A retrospective review of biochemical and imaging data for subjects with acromegaly treated with CyberKnife stereotactic radiosurgery between 1998 and 2005 at Stanford University Hospital.
Nine patients with active acromegaly were treated with radiosurgery using the CyberKnife (CK).
Biochemical response based on serum insulin-like growth factor-1 (IGF-1), anterior pituitary hormone function, and tumor size with MRI scans were analyzed.

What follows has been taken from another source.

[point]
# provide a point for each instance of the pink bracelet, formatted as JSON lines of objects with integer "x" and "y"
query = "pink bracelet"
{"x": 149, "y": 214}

After a mean follow up of 25.4 months (range, 6–53 months), CK radiosurgery resulted in complete biochemical remission in 4 (44.4%) subjects, and in biochemical control with the concomitant use of a somatostatin analog in an additional subject. Smaller tumor size was predictive of treatment success: baseline tumor volume was 1.28 cc (± 0.81, SD) vs. 3.93 cc (± 1.54) in subjects with a normal IGF-1 vs. those with persistent, active disease, respectively (P = 0.02). The mean biologically effective dose (BED) was higher in subjects who achieved a normal IGF-1 vs. those with persistent, active disease, 172 Gy3 (±28) vs. 94 Gy3 (±17), respectively (P < 0.01). At least one new anterior pituitary hormone deficiency was observed after CK in 3 (33%) patients: two developed hypogonadism, and one developed panhypopituitarism.
CK radiosurgery may be a valuable adjuvant therapy for the management of acromegaly.